Many factors have been shown to cause or increase the risk of autoimmune diseases. The risk of developing autoimmunity is particularly high when you have the following three risk factors: 1) genetic sensitivity 2) elevated intestinal permeability (also called “leaky gut”) and 3) an external trigger; i.e. an environmental factor. This triad of factors ‒ or one of them in isolation ‒ causes most autoimmune diseases. Consequently, co-morbidity is also high; if you suffer from one autoimmune disease, you’re at major risk of developing a second, a third, etc. However, research has shown that the importance of your genetic makeup is very limited. Individual genetic variations can increase vulnerability to certain diseases. However, diet, lifestyle and other environmental factors determine how genes are expressed, i.e. whether they are turned on or off. Sometimes, a genetic variant causing an impairment of some biological function is only an issue in the presence of a specific kind of burden. The importance of genes has been downplayed in favour of intestinal health and trigger factors when it comes to the development of autoimmune disease.
Intestinal permeability or leaky gut is a phenomenon that has been found to be present in all autoimmune conditions where it has been scientifically investigated. Leaky gut means that the intestinal mucosa becomes fragile and permeable. Consequences are numerous. Toxins from intestinal bacteria (“endotoxemia”) and larger particles from the diet are allowed to pass through the barrier, a barrier that normally should only let fully digested nutrients through. This leads to activation of the immune system located just inside the intestinal wall. Immune cells start to communicate to activate each other and begin releasing large amounts of proinflammatory molecules. Entire microorganisms can also pass the barrier, which has been observed in conditions such as lupus, type 1 diabetes and myalgic encephalomyelitis (sometimes called chronic fatigue syndrome, or ME/CFS for short). The phenomenon is called microbial translocation and can cause inflammation and autoimmunity in tissues located far from the gut. In microbial translocation, the body’s immune system reacts similarly to an infection. Damaged intestinal mucosa is also less able to absorb nutrients, which in itself can reduce the body’s ability to heal as well as impair the ability of the immune system to function optimally.

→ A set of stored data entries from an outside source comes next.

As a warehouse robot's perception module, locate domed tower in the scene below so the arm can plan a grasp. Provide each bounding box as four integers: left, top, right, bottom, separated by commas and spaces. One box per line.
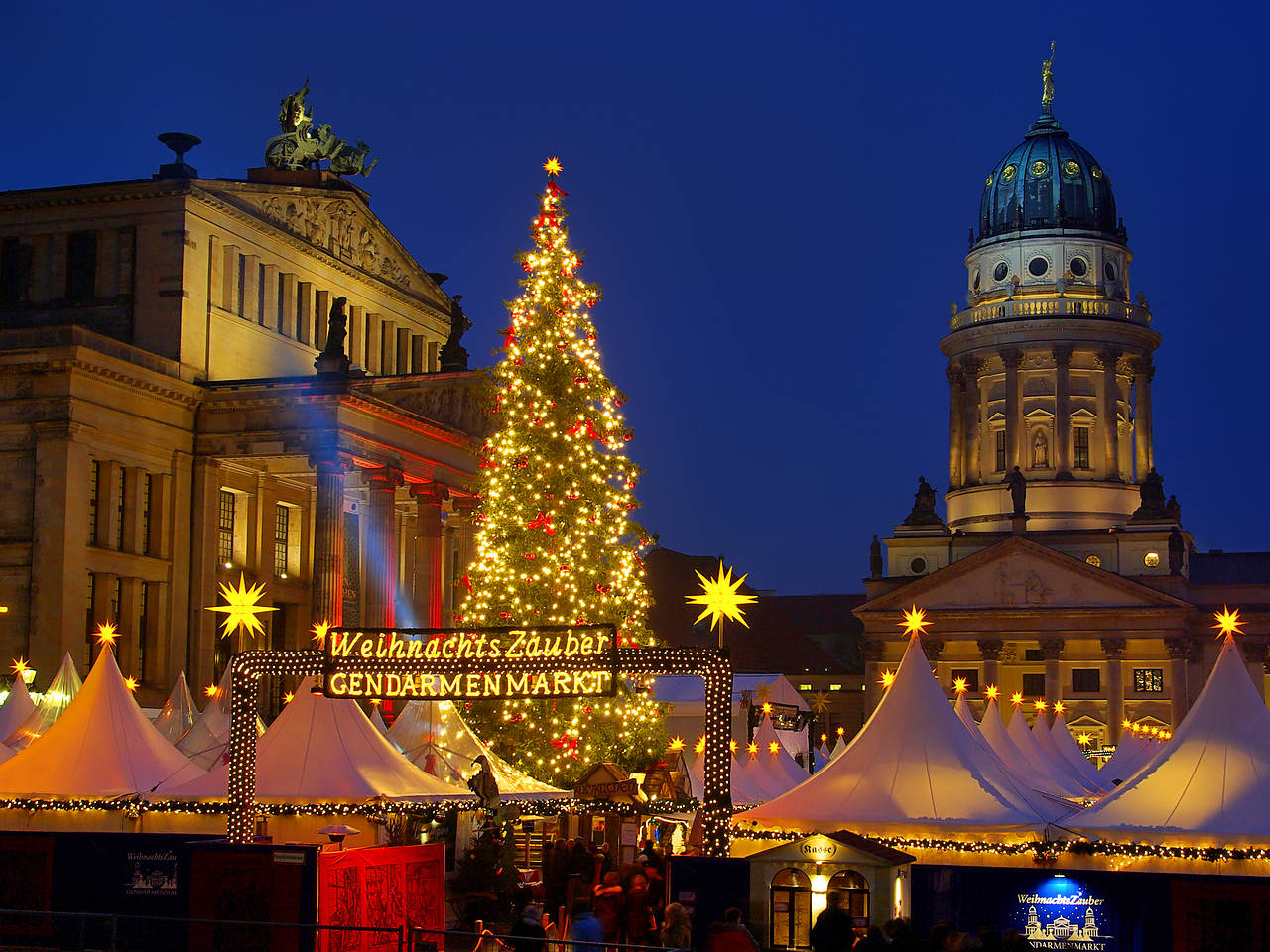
940, 58, 1160, 532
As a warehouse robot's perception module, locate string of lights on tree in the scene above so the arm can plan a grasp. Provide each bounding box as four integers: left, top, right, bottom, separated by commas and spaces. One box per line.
454, 158, 666, 784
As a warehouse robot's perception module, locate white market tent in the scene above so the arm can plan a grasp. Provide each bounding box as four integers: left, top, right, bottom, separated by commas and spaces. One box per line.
0, 648, 203, 797
0, 675, 36, 757
376, 701, 571, 798
4, 653, 83, 750
159, 678, 471, 802
1070, 635, 1270, 847
736, 636, 1054, 838
154, 671, 198, 744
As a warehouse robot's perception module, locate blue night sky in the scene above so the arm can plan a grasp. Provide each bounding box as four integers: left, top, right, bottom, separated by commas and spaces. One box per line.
0, 0, 1270, 594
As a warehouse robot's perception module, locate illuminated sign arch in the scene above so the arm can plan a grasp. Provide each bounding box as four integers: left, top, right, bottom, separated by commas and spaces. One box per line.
228, 626, 731, 857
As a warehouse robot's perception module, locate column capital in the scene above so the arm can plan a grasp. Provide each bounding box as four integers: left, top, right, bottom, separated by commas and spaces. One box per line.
979, 639, 1006, 661
1040, 639, 1065, 661
361, 466, 405, 491
860, 639, 886, 661
1102, 638, 1125, 661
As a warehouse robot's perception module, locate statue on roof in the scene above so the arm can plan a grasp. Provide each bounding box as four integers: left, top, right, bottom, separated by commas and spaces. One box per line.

There are many potential causes of leaky gut, such as gut flora composition, presence of SIBO, nutritional deficiencies, and dietary components such as gluten, casein (milk protein) and other peptides (small proteins) that may be difficult to break down. Lifestyle factors such as stress, lack of sleep, certain pharmaceutical drugs and a sedentary lifestyle can also contribute to leaky gut.
Often, there’s an additional trigger that along with leaky gut increases the risk of autoimmunity. One example is infections. Epstein-Barr is a virus that is particularly associated with autoimmunity. However, many other infections – both viral and bacterial – have been shown to cause an autoimmune reaction. In fact, infections might be the most widely known trigger of autoimmune disease across the medical and scientific professions. Toxic metals such as mercury, cadmium and aluminum make up another category that can play some role in autoimmunity, especially when it comes to neurological diseases.
Formation of autoantibodies can sometimes be secondary to a tissue or cell injury caused by surgery for example. Proteins from the internal environment of a tissue or a cell are exposed, whereupon the immune system forms autoantibodies against these proteins that should not normally circulate freely.
Medical research has revealed that vitamin D deficiency is a very important factor in the development of all types of lifestyle diseases, including autoimmune diseases.
Each patient with autoimmune disease has a unique combination of underlying factors that triggered their condition. At Nordic Clinic, we carefully review each patient’s history and recommend tests and interventions based on their unique symptom picture, lifestyle and contributing environmental factors.